Stephen Normandin raste fast vier Jahre lang durch Phoenix, mit Paketen im Kofferraum als Vertragsfahrer für Amazon. Dann erhielt er eines Tages eine automatisierte E-Mail. Die Algorithmen, die seine tägliche Arbeit begutachteten, hatten entschieden, dass er seinen Job nicht gut genug machte.

Der 63-jährige Armeeveteran war fassungslos. Er war von einer Maschine gefeuert worden.

Normandin sagt, Amazon habe ihn für Dinge bestraft, auf die er keinen Einfluss hatte, wie zum Beispiel verschlossene Wohnanlagen. Die Kündigung habe ihn hart getroffen, denn er sei stolz auf seine Arbeitsmoral.

Menschen greifen nicht mehr in Prozesse ein

"Ich bin ein Typ der alten Schule und gebe in jedem Job 110 Prozent", sagt Normandin. "Das hat mich wirklich verärgert, weil es um meinen Ruf geht. Die sagen, ich hätte den Job nicht gemacht, obwohl ich verdammt gut weiss, dass ich ihn gemacht habe."

Normandins Schicksal steht für eine neue Dimension in dem sich immer weiter entfaltenden Verhältnis von Mensch und Maschine am Arbeitsplatz.

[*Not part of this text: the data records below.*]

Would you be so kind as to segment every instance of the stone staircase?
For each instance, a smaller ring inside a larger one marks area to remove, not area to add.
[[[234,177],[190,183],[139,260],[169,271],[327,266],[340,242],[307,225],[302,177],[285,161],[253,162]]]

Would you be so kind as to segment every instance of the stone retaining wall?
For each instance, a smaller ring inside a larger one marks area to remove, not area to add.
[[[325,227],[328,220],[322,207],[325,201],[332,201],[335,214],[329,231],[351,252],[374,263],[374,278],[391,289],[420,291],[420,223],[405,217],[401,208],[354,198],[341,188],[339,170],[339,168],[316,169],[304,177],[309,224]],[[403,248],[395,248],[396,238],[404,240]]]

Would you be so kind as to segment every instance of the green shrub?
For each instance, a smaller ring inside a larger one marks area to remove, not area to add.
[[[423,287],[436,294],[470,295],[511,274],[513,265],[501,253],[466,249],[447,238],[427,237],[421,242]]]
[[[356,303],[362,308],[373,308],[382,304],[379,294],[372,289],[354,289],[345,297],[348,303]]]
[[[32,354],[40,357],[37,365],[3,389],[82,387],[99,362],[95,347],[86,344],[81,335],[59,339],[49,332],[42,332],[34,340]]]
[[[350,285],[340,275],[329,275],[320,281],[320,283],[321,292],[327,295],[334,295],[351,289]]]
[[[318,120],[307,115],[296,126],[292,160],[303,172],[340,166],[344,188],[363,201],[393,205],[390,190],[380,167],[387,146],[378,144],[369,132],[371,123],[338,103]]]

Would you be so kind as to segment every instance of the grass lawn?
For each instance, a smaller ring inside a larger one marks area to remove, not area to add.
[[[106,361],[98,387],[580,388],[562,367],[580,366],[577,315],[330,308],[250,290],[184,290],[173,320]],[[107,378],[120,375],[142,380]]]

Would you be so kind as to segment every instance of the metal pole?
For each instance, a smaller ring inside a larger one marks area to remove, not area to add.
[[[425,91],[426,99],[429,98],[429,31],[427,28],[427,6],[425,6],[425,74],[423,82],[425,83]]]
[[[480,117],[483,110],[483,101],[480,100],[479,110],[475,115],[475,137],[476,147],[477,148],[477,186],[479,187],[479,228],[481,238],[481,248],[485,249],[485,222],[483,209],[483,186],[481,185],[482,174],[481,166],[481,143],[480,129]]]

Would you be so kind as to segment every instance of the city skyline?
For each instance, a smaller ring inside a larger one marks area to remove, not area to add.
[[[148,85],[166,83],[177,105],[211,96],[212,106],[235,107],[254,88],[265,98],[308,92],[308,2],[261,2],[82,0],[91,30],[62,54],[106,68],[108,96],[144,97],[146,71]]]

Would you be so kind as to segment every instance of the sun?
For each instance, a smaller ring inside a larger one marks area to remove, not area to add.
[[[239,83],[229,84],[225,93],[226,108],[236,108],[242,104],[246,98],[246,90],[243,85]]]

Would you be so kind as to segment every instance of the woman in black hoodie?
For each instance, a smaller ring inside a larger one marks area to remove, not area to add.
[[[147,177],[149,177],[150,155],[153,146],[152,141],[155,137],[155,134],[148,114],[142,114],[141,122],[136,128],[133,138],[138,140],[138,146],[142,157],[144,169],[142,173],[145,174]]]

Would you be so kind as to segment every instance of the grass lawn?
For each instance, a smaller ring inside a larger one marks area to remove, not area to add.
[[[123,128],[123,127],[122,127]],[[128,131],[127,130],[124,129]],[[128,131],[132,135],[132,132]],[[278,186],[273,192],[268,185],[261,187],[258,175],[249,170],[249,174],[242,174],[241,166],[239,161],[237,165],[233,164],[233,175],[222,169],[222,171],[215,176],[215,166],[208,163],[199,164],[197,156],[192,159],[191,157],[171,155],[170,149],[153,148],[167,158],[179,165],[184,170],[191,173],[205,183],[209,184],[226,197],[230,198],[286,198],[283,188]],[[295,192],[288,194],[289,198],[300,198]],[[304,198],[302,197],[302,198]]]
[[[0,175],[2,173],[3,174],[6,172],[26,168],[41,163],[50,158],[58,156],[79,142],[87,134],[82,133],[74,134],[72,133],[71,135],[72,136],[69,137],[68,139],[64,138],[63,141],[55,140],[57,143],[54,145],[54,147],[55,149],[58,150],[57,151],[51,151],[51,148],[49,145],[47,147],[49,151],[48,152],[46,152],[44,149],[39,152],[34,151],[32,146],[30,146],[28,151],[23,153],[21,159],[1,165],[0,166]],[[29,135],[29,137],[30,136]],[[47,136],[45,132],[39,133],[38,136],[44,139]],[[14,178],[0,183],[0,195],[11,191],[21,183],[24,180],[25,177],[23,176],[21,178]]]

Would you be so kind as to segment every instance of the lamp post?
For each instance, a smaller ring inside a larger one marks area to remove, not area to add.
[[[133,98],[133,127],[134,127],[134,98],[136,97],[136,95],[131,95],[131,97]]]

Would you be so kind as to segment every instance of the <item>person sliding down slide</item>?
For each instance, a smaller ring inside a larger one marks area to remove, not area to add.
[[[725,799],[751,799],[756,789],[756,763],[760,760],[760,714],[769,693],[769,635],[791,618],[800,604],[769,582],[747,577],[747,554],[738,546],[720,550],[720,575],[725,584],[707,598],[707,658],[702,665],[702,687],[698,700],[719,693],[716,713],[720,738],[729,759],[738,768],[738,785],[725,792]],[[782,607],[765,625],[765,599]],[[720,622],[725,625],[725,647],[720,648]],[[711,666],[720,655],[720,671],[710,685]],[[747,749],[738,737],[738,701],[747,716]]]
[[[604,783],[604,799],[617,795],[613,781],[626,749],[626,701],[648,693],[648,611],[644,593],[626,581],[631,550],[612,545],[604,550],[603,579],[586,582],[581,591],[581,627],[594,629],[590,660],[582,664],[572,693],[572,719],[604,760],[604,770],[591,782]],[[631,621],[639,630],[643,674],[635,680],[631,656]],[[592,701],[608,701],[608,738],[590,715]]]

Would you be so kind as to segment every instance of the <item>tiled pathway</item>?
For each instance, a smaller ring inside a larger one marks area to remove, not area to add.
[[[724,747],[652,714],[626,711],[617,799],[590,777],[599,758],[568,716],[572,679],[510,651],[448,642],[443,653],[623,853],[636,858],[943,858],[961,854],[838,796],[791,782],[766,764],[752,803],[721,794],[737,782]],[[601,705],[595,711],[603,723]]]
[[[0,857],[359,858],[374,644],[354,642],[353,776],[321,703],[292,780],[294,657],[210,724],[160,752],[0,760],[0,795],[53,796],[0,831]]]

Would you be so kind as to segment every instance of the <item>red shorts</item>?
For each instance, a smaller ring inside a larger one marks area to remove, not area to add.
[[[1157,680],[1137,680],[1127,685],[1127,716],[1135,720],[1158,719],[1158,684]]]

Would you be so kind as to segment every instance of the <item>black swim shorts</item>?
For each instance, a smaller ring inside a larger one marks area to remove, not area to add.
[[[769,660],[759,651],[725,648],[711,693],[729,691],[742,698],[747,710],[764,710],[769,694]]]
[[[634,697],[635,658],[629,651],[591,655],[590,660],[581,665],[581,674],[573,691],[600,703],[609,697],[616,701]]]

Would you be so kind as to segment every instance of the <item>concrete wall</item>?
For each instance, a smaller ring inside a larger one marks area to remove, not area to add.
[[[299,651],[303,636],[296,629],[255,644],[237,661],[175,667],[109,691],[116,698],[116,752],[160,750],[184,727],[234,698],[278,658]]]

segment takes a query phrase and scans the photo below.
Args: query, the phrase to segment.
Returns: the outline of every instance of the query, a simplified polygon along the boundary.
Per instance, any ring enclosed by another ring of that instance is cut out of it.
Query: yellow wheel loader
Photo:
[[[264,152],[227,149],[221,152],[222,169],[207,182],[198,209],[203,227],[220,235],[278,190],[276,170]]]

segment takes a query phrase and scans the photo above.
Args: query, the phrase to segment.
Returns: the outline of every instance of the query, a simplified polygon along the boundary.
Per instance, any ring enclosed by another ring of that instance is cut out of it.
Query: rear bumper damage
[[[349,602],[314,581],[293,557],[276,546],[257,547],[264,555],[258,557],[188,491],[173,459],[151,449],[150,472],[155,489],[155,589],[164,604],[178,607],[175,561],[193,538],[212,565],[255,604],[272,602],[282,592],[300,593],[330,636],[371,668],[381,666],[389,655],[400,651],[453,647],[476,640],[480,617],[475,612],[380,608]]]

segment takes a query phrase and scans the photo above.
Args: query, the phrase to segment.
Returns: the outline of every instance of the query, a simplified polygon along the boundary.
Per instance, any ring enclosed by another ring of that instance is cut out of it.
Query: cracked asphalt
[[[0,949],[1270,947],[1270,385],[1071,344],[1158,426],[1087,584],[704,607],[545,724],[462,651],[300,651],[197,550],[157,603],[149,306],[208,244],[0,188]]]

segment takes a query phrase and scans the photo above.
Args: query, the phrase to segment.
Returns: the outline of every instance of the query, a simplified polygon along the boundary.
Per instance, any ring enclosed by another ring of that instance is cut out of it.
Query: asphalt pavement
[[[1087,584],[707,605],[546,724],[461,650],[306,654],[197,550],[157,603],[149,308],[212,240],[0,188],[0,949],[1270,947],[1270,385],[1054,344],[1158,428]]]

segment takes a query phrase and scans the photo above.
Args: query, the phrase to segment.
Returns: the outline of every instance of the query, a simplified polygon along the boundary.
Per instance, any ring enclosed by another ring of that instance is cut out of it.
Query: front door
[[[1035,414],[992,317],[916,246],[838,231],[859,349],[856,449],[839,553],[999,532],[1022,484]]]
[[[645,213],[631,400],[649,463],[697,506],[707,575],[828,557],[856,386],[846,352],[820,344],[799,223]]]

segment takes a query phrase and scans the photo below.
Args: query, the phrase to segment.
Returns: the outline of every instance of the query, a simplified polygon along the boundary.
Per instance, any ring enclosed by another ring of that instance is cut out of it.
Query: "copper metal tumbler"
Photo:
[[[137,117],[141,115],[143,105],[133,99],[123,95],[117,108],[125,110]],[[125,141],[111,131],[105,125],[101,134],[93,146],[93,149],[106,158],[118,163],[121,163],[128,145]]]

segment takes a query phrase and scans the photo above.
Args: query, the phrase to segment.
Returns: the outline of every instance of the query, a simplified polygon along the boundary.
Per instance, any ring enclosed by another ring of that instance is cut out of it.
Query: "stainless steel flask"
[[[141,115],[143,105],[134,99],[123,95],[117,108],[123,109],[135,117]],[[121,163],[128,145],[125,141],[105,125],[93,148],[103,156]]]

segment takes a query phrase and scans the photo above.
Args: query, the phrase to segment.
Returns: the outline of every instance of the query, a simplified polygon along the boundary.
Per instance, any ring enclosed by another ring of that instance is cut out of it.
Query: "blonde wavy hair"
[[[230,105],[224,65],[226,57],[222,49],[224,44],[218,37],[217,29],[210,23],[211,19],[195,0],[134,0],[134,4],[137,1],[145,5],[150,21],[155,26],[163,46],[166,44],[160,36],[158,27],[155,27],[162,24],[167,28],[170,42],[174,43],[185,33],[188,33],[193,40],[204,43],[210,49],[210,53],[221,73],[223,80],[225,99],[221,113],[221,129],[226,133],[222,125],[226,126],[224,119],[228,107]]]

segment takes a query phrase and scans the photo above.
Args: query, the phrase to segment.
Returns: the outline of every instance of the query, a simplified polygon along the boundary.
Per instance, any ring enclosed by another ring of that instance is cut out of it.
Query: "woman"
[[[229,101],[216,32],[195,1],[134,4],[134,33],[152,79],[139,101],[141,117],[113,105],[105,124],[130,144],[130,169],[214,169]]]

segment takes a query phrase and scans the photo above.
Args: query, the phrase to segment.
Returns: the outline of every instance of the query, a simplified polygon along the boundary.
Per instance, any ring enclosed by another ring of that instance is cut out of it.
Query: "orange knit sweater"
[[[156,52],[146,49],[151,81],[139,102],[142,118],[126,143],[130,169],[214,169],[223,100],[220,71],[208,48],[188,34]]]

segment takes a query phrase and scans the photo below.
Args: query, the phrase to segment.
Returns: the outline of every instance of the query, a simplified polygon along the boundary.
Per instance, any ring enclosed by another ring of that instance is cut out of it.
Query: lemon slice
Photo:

Ging es über Jahrzehnte darum, dass Roboter Arbeiter ersetzen, sind sie bei Amazon oft schon der Chef. Millionen Menschen werden von ihnen eingestellt, bewertet und entlassen - und kaum ein Mensch greift in diese Prozesse ein.

Maschinen in der Personalverwaltung

Amazon wurde auch deshalb zum weltweit grössten Onlinehändler, weil Teile seiner Operationen an Algorithmen ausgelagert werden - Lösungsvorschriften mit denen Computer Probleme angehen. Mit Algorithmen werden zum Beispiel auch die Millionen von Drittanbietern auf Amazons Marktplatz verwaltet, was auch dort zu Beschwerden geführt hat - etwa wenn Verkäufer fälschlich der Produktpiraterie oder überhöhter Preise beschuldigt wurden.

Zunehmend überlässt das Unternehmen den Maschinen nun auch die Personalverwaltung. Software überwacht nicht nur die Lagerarbeiter, sondern Vertragsfahrer, unabhängige Zustellunternehmen und auch die eigenen Büroangestellte. Laut Insider hält Vorstandschef Jeff Bezos Maschinen für die schnelleren und genaueren Entscheider als Menschen. Das senke die Kosten und verschaffe Amazon einen Wettbewerbsvorteil.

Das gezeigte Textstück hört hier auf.